Right. I wonder if he’ll so glibly dismiss science next time he needs surgery, or wants to fly on an airplane, or have his car repaired.

This is the state of the American “conservative” movement: reactionary, anti-intellectual, and so thoroughly committed to the expansion of technology and wealth that even the death of the oceans leaves Republicans unmoved.

And Earth Day, I fear, isn’t doing much to change that; it is mostly preaching to the choir, and a few celebratory events; maybe someone, somewhere, will learn that electric cars exist, but depend on coal-burning plants, so it’s back to the drawing board.

This is not going to change much; in fact, by pretending to be an answer, it may make things worse.

But something has to change, because things are getting worse. While focused on a few hot-button issues – gas prices, crazy weather, sunscreen sales – the national conversation misses the core of our environmental crises.

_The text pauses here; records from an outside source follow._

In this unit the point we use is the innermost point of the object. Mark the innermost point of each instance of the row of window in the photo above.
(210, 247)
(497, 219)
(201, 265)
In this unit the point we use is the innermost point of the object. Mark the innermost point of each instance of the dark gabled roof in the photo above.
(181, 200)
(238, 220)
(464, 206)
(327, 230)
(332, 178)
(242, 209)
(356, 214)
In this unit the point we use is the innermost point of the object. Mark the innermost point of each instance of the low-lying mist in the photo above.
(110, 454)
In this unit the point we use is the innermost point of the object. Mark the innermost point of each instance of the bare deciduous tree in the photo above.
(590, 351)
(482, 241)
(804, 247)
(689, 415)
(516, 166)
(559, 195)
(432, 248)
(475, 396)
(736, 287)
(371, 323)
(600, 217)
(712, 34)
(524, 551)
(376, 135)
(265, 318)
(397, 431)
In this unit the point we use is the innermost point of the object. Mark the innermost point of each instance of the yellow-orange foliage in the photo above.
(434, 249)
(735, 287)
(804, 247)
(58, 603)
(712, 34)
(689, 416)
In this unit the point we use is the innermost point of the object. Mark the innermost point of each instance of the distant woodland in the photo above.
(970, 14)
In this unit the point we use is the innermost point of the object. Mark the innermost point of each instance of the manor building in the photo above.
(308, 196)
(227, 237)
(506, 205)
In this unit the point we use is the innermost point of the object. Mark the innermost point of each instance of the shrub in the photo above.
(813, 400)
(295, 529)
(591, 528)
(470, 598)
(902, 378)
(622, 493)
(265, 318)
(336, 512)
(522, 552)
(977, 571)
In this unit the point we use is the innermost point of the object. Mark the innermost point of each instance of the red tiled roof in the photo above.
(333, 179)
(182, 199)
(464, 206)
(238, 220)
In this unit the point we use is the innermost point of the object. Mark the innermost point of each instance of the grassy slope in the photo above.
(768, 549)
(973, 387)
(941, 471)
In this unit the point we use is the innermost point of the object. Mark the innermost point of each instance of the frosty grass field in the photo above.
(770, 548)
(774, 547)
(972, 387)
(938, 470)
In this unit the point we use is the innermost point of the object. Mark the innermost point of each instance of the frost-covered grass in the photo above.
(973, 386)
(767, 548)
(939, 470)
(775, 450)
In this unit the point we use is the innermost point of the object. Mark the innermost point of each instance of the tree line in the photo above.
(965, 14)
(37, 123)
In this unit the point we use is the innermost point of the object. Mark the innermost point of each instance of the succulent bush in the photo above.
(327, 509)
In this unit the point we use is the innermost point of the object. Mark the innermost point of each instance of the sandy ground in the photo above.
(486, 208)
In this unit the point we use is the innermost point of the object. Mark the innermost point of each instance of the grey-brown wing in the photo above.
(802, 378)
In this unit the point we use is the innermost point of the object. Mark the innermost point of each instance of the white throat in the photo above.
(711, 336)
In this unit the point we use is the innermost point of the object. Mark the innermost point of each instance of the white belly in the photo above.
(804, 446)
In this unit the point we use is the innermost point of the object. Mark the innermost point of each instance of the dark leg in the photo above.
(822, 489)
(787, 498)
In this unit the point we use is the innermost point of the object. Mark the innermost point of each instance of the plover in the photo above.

So this column is not about global warming. It is not about the Grand Prix, or about Earth Day. It’s about a basic fact, overlooked and misunderstood, which ought to be the daily focus of government and of all citizens.

Our economy is unsustainable. It is unsustainable for three reasons. First, because it is based on oil, which is finite. Second, because it must continually expand, which is impossible on a finite planet. And third, because it depends on the majority of people being underpaid workers, and fails to meet the basic needs of most people, a situation that human beings will not forever tolerate.

I read a “speakout” comment in the Press-Telegram this week, which derided solar power and wind power, insisting that oil is the life of our economy, and it is oil we must have. Capitalists are drooling to get at the Arctic Wildlife Refuge, which by the most optimistic bets could fulfill 3% of our oil needs for 50 years.

Not too impressive, and it leaves a question: And then what?

Oil is the life of our economy, and that’s the trouble. As its supplies diminish, whether in ten, fifty, or a hundred years, alternate energy sources will not fill the gap. Conservation is the only real solution, and I’m not talking about changing a few lightbulbs and carpooling occasionally. I’m talking about the American way of life, where you always have everything you want, where you never have to worry – this endless party we are selling to the rest of the world, telling them they, too, can have it all – this cannot last.

The question is only when will it fall apart, and how?

So keep cheering for those cars, driving fast to nowhere. The money they make will be spent before Christmas. The sun will keep shining, the oil rigs will pump until they don’t, and humanity will continue to multiply itself. China and India, following our lead, will promise their people the glamour of a new Gilded Age, and the advertising industry will count its gold even as the skies are already turning black over Beijing, and Bombay, and Long Beach.

What we need is a thousand-year economy. What we have are quarterly profits. Happy Earth Day; where’s the party?